Furthermore, we found that miR-218-5p was upregulated in osteoarthritic chondrocytes and directly targets 3′UTR of PIK3C2A. PIK3C2A is a class II member of the phosphoinositide 3-kinase (PI3K) family that catalyzes the phosphorylation of phosphatidylinositol (PI) into PI(3)P and the phosphorylation of PI(4)P into PI(3,4)P2. It has been reported that PIK3C2A was upregulated in osteosarcoma compared with para carcinoma bone tissues, and high levels of PIK3C2A were closely associated with osteosarcoma metastasis and poor overall survival (Chao et al. 2018). Furthermore, researchers found that the deletion mutation of PIK3C2A in children of three independent close relatives could lead to short stature and multiple skeletal abnormalities, suggesting the key role of class II PI3K in growth and bone formation (Tiosano et al. 2019).
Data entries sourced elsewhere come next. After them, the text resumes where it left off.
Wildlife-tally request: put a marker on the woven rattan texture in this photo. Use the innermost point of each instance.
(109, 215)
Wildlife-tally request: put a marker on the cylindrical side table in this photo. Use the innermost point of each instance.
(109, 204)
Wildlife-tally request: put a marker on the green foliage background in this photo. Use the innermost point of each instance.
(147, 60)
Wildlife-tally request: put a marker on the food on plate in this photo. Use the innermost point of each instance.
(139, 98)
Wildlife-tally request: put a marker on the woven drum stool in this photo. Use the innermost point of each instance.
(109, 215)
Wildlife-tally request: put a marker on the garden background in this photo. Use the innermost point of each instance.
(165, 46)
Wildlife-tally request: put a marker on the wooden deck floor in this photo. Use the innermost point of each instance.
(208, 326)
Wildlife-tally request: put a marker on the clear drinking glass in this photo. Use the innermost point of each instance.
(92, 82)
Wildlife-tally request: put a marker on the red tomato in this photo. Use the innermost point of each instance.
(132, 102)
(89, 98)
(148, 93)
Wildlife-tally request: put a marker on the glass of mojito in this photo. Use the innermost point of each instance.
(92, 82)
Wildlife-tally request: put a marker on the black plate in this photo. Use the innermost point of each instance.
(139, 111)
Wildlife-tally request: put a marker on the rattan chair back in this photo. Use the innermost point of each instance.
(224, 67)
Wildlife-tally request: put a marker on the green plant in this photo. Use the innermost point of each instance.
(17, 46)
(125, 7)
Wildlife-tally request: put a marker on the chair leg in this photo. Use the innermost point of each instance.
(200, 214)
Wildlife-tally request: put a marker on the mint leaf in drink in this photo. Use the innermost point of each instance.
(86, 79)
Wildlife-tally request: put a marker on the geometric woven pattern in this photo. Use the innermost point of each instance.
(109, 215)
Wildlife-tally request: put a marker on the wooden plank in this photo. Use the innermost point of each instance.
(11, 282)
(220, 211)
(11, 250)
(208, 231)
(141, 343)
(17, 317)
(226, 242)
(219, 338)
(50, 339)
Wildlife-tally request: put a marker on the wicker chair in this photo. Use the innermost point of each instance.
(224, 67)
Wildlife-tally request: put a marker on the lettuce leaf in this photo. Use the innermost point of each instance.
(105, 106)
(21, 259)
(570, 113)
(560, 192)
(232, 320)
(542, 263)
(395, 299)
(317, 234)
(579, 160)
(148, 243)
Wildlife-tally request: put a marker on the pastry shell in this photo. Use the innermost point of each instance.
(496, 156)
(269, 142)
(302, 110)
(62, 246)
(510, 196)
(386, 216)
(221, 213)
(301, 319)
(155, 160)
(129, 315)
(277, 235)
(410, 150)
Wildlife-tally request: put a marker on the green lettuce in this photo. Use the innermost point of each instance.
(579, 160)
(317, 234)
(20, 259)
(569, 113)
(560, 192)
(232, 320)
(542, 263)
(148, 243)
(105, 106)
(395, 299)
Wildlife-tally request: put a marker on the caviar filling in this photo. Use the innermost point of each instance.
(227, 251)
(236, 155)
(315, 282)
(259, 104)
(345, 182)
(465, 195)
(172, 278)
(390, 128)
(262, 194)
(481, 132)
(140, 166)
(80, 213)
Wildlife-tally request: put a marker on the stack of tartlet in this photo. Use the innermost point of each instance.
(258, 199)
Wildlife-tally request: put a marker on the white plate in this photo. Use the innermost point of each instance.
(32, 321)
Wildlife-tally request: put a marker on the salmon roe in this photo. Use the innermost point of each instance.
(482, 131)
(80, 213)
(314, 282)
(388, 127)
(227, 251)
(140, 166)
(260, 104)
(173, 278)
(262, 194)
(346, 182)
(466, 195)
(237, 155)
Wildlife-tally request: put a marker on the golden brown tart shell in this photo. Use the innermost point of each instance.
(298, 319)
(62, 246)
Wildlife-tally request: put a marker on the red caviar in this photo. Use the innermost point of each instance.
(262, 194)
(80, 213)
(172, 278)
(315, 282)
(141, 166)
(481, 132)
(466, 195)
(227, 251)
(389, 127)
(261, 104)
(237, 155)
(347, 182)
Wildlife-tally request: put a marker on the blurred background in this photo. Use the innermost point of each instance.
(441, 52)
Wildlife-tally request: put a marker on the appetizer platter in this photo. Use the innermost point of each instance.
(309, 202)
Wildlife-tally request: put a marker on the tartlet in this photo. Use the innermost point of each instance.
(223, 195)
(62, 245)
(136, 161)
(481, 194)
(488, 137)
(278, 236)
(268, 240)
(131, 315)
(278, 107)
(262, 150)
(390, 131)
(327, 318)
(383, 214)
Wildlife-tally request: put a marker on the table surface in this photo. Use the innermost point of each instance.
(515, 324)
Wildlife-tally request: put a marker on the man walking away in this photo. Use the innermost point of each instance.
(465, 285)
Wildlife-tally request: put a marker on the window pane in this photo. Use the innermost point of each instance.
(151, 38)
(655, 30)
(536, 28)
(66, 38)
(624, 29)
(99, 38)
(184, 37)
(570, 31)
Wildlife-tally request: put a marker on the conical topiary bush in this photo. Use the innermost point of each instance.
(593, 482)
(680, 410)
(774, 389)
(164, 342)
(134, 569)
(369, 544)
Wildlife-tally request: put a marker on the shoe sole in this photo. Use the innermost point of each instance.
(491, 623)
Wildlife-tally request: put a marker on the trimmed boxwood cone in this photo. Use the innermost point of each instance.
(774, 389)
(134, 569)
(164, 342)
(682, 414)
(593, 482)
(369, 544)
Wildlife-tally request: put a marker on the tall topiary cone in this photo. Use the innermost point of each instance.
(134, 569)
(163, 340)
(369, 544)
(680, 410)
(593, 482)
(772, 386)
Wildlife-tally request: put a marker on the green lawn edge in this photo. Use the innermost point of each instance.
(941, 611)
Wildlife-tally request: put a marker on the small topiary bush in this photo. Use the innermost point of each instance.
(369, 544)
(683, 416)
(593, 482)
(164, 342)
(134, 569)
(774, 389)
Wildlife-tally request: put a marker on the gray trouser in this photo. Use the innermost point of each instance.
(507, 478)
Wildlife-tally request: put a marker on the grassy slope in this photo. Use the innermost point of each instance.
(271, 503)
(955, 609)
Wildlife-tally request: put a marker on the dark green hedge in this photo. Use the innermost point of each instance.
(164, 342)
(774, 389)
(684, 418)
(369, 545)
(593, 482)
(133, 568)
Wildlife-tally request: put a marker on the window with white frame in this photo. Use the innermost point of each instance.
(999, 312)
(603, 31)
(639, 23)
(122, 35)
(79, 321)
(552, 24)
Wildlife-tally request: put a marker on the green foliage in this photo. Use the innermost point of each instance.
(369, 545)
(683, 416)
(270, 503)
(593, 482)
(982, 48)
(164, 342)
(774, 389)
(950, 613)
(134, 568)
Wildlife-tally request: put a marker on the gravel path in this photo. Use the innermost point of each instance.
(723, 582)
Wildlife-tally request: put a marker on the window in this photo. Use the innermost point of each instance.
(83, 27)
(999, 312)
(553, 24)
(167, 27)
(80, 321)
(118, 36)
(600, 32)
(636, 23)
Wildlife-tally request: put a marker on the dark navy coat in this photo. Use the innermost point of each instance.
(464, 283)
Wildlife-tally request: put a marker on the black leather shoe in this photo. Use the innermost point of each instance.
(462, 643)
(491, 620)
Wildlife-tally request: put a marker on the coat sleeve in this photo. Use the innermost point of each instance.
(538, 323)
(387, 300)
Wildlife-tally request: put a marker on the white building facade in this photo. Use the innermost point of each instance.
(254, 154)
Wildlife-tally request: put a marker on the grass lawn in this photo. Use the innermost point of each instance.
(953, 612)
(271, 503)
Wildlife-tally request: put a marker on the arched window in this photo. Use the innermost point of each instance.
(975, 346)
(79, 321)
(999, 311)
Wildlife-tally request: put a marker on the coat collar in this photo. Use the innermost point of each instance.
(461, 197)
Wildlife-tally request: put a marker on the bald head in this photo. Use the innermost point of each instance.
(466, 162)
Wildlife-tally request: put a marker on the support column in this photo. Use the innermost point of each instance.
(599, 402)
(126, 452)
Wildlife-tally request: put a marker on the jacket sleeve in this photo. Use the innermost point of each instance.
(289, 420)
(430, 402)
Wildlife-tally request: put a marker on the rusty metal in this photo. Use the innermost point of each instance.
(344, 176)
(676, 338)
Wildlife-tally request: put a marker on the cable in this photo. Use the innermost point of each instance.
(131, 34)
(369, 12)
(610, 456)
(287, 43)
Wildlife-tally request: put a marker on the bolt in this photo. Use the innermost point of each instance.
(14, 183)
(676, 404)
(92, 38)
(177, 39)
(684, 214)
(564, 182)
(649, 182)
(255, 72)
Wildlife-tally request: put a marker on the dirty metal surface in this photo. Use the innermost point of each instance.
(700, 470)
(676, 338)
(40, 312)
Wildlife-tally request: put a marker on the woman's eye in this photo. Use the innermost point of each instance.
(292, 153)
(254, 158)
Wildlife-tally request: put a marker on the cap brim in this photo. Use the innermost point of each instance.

The PI3K/AKT/mTOR signaling pathway has been known as one of the most prominent signal cascades to regulate cell survival, differentiation and development (Song et al. 2019; Sun et al. 2020). Of note, several previous studies have demonstrated that this signaling pathway plays a critical role in osteoarthritis pathogenesis. Wang et al. found that miR-138-5p regulated chondrocyte proliferation and alleviates intervertebral disc degeneration through the PTEN/PI3K/AKT signaling pathway (Wang et al. 2016). He et al. showed that inhibition of miR-20 expression can promote the proliferation of articular chondrocytes via the PI3K/AKT/mTOR axis (He and Cheng 2018). Xu et al. reported that resveratrol inhibited the development of obesity-related osteoarthritis via the TLR4 and PI3K/AKT signaling pathways (Xu et al. 2019). In this study, we found that KCNQ1OT1 was significantly down regulated in osteoarthritic chondrocytes. Overexpression of KCNQ1OT1 promoted the proliferation of osteoarthritic chondrocytes and inhibited apoptosis and the secretion of inflammatory factors. Furthermore, our results clearly showed that KCNQ1OT1 can directly adsorb miR-218-5p to regulate PIK3C2A expression. The overexpression of KCNQ1OT1 and PIK3C2A in osteoarthritic chondrocytes resulted in a significant increase in the phosphorylation levels of PI3K, Akt, and mTOR, while miR-218-5p mimic significantly reversed the regulatory effect of KCNQ1OT1 and PIK3C2A.

In this study, we demonstrate that KCNQ1OT1 upregulates PIK3C2A and activates the PI3K/AKT/mTOR pathway to reduce chondrocyte dysfunction by targeting miR-218-5p. Our findings may provide new ideas for the treatment of osteoarthritis.